Emergencies at Sea – Practicing What Can’t be Practiced
Standing on the bridge wing of a container ship years ago, a captain was telling me all about the Williamson Turn and how effective it was at putting his massive ship on a line straight back from whence it came. He practices them at every man overboard (MOB) drill on his vessel (and logs the training, thank you) and seemed very pleased with himself and his crew’s ability to find find me should I fall overboard. Laying out the details of his MOB procedures, he got to the part where a mate would release the smoke float and life ring from the bridge wing.
“Let try it,” I said. Grabbing the ring to prevent it from falling , “Pull the pin.” I’d been looking at the release mechanism – a simple pin through the bulwark at the end of the bridge wing – and wondered how easily the ring would fall. With a confidence in his stride, the third mate walked past his skipper and grabbed hold of the red handle. “I’ve got the ring, don’t worry,” – then he gave it a twist and pull.
Nothing – nothing happened. The pin was stuck, enlarged by too many coats of paint and expanding corrosion. A full minute and thirty-eight seconds later, after desperate grunting and twisting, he got the pin out. The captain just looked at me and said, “You’re kidding me.” (though he used a different word than kidding – I was feeling his pain.)
“Now do we start that turn,” I asked?
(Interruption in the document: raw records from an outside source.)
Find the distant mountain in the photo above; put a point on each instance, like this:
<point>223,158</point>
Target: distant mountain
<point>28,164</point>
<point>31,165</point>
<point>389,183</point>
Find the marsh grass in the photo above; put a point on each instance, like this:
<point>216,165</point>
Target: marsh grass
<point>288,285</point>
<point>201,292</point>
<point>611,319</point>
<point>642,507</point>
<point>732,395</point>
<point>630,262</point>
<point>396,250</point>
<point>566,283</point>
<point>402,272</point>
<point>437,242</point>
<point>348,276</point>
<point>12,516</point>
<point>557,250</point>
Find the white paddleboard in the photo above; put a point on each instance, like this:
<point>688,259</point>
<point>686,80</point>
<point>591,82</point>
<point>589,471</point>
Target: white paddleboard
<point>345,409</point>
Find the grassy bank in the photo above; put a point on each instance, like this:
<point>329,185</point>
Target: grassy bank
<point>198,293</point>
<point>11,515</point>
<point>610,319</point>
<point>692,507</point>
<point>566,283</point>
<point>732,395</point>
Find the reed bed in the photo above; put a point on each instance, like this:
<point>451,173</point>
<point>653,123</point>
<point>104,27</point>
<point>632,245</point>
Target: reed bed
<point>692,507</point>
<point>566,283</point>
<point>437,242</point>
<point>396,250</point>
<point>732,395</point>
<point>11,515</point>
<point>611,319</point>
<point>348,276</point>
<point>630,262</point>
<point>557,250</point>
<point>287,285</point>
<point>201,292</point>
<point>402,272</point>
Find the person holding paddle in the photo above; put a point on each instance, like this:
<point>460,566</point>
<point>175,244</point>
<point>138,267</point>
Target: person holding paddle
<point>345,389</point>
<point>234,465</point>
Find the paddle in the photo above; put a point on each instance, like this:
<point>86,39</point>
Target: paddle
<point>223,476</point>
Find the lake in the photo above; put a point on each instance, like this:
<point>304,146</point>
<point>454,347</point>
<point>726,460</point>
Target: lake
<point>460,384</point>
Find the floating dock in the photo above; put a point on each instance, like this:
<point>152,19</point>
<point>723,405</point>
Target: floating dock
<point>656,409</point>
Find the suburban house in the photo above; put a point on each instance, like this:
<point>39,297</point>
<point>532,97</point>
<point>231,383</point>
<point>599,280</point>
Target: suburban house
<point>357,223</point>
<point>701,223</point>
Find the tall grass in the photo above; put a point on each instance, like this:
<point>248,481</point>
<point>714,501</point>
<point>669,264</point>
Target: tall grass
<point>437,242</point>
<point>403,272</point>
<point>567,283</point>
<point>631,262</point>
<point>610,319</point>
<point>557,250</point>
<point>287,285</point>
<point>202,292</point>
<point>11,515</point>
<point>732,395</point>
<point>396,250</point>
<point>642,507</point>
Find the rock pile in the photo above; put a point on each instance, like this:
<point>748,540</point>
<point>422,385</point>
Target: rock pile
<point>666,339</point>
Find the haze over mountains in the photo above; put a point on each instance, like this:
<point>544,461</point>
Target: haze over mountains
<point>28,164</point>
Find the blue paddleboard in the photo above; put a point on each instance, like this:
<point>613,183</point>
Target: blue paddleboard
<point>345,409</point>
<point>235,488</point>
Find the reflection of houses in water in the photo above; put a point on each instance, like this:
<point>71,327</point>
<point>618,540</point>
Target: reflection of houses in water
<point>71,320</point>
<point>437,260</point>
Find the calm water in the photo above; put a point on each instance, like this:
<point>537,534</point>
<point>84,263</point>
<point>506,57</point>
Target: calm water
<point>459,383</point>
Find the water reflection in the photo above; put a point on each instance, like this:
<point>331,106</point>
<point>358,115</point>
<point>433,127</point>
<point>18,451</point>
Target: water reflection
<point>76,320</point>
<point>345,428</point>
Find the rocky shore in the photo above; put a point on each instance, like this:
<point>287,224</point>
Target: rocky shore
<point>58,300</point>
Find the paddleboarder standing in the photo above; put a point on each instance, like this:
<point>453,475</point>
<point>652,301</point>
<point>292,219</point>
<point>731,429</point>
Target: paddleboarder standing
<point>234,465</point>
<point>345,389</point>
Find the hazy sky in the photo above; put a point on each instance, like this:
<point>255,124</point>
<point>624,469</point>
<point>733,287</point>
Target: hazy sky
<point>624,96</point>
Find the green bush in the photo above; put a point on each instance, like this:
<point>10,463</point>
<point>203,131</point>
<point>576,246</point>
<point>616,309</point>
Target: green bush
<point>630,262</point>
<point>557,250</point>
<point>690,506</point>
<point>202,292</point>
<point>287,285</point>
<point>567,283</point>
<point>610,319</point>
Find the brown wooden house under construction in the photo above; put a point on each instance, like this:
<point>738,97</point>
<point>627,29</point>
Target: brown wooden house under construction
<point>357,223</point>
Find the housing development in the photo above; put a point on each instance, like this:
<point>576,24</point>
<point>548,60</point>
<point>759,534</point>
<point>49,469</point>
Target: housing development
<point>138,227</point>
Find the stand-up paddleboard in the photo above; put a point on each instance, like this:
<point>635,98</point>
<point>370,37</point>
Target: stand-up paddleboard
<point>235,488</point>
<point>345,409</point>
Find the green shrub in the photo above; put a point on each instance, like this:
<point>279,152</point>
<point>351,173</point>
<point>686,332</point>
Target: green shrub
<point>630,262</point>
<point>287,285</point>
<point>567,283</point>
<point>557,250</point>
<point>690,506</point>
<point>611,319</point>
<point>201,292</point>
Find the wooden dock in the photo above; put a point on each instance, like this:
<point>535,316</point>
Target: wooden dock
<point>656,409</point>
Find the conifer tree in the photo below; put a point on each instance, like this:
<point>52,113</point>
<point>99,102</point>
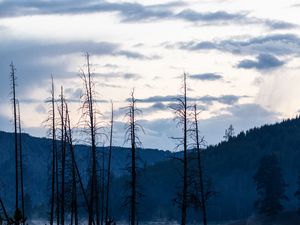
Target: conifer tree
<point>270,186</point>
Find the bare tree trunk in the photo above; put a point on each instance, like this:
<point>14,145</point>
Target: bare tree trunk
<point>109,165</point>
<point>185,167</point>
<point>13,80</point>
<point>92,130</point>
<point>132,138</point>
<point>63,156</point>
<point>102,189</point>
<point>200,169</point>
<point>21,163</point>
<point>74,204</point>
<point>57,188</point>
<point>53,154</point>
Oddly, I was the only one smiling.
Right now, many of you are thinking “lack of maintenance,” but that wasn’t the problem. I believe it was cause by a lack of practice. Until I said “Let’s try it.” the idea of pulling that pin during every MOB had never occurred to them. It was always done as a simulation. The idea of the gravity-dropped life ring deployed by a simple pin pull is so simple, that nobody thinks to practice it. They hadn’t violated any rules or established maintenance practices. The ring was just replaced a few months prior. But how often do you pull that pin? Why would you?
Of all the tools that mariners use at sea, the things they may need the most are used the least. Survival gear and rescue equipment – basically everything in the LSA Code – is stuff you really need when you need it, but rarely get the chance to use. It doesn’t necessarily have to be that way. Lowering and running of the lifeboats happens enough I suppose, sure; but when was the last time all hands fired off a flare, lit off the EPIRB, or….deployed the smoke float and life ring from the bridge wing? They aren’t always things you can do all the way, but those first steps can usually be practiced at any time – scheduled or not – making everyone a little safer and more informed about their use.
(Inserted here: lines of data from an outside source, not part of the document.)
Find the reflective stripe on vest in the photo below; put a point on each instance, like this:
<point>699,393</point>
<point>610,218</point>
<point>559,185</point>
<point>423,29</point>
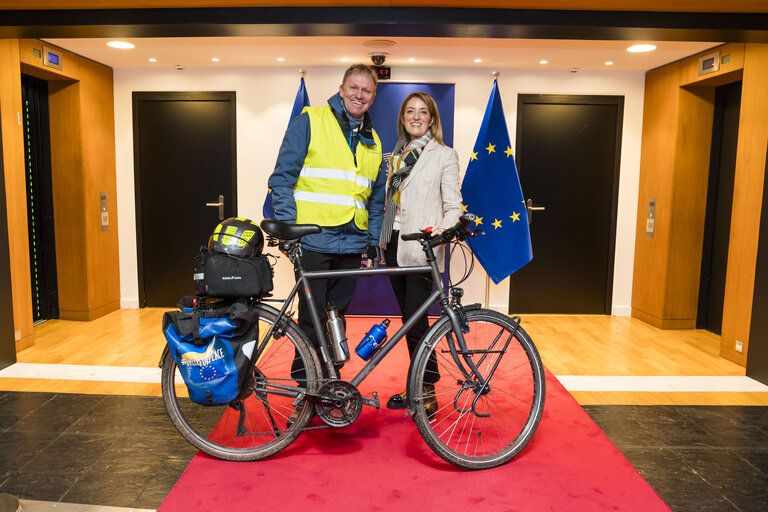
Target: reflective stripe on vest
<point>331,189</point>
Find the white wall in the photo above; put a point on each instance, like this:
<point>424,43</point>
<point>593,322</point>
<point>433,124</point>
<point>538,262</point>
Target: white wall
<point>264,100</point>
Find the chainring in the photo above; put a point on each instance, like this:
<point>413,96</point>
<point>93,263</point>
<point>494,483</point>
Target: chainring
<point>347,403</point>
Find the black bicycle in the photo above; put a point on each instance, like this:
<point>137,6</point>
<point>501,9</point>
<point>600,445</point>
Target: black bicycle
<point>479,366</point>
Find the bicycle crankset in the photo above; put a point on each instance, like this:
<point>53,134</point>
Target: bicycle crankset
<point>340,403</point>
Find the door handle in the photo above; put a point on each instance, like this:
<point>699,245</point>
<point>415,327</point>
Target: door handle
<point>529,206</point>
<point>220,204</point>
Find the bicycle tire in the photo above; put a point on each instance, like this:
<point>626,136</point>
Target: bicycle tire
<point>513,400</point>
<point>213,429</point>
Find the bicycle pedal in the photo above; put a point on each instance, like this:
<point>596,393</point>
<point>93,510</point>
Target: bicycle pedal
<point>373,401</point>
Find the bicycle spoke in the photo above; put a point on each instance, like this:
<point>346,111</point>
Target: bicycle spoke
<point>487,415</point>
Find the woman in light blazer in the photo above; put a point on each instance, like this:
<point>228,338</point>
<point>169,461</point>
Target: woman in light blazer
<point>422,192</point>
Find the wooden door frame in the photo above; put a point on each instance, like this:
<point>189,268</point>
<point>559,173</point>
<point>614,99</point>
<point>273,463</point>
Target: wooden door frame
<point>139,96</point>
<point>587,99</point>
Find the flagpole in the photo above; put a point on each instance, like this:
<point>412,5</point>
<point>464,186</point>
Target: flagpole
<point>495,75</point>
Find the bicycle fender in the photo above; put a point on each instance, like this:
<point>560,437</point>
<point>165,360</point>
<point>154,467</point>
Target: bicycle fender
<point>423,346</point>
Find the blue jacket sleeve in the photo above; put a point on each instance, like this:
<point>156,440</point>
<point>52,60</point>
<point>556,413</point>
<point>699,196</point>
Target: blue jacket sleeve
<point>290,160</point>
<point>376,205</point>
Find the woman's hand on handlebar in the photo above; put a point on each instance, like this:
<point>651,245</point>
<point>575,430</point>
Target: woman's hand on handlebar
<point>437,236</point>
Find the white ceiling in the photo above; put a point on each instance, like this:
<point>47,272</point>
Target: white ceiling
<point>301,52</point>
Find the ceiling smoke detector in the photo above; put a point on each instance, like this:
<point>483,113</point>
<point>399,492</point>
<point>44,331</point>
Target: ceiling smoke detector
<point>379,43</point>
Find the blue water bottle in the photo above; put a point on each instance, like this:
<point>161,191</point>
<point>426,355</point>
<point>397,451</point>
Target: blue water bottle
<point>373,340</point>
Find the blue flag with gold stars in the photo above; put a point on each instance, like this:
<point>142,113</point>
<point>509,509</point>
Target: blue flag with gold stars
<point>301,101</point>
<point>491,190</point>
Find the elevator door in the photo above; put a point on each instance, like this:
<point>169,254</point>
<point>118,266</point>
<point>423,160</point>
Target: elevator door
<point>7,339</point>
<point>40,223</point>
<point>717,224</point>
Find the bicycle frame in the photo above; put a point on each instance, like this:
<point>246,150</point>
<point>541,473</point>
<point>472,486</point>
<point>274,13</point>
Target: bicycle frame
<point>302,281</point>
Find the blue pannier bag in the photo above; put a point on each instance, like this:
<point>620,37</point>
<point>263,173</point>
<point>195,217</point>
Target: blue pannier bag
<point>212,350</point>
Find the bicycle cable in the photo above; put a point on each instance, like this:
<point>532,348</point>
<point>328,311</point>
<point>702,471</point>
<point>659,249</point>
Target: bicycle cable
<point>468,267</point>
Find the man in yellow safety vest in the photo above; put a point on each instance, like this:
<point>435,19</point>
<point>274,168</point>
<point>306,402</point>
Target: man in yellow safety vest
<point>328,172</point>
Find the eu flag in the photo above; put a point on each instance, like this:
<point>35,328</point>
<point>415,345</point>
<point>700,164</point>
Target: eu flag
<point>301,101</point>
<point>491,190</point>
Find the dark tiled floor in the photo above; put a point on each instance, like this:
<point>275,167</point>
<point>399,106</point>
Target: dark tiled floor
<point>100,450</point>
<point>123,451</point>
<point>698,458</point>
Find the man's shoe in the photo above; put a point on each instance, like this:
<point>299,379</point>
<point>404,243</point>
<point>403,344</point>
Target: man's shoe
<point>397,401</point>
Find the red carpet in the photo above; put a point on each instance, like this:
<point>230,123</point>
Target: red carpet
<point>382,463</point>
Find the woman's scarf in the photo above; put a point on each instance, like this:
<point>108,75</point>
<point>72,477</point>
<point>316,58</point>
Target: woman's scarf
<point>404,157</point>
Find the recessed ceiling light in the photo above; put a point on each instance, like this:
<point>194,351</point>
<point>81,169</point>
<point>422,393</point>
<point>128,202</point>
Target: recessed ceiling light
<point>123,45</point>
<point>641,48</point>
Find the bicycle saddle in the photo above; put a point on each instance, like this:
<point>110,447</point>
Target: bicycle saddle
<point>285,231</point>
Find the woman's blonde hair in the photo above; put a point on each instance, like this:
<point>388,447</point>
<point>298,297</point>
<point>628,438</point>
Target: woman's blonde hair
<point>436,129</point>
How is the spring behind your EPIRB cradle? You can remove that thing and re-cradle it anytime you want. Why would you? So you can be really good at removing it for one, and also because you get to know how the spring behind the cradle looks. Don’t just walk by the pyro locker on the way back to the bridge: open it up. pull out a parachute flare – check out it’s condition – and read the instructions. Why? Well besides the obvious, you get to see that the instruction label is still even there and legible; an important feature of the device if you ask me. And don’t even pretend that all hands can use that line throwing device.
I believe two things about handling survival equipment during an emergency –
1. It is always tougher than it may seem; and
2. It is not something you want to do for the first time (or second or third) during an actual emergency.
You don’t always have to go all the way to full use of the gear to make things better. But why not do what you can when you can? The entire crew is wearing a Type I PFD during a drill, yes? Do they turn on the light? Will all the lights work?
There is only one way to find out, and it’s free. Lots of stuff on your boat is like that. So consider doing more than just walking by the emergency stuff. Do more than simulate when you can. Open the fire extinguisher box to see how easily or not it opens. Removed the cap on the tube containing the fire plan – that is the only way to make sure it’s in there. And, for the sake of anyone who might fall overboard, hold onto the ring and pull that pin.
What other things can be done without being completely done aboard your vessel? Because, going through some of the motions is better than going through none of them at all.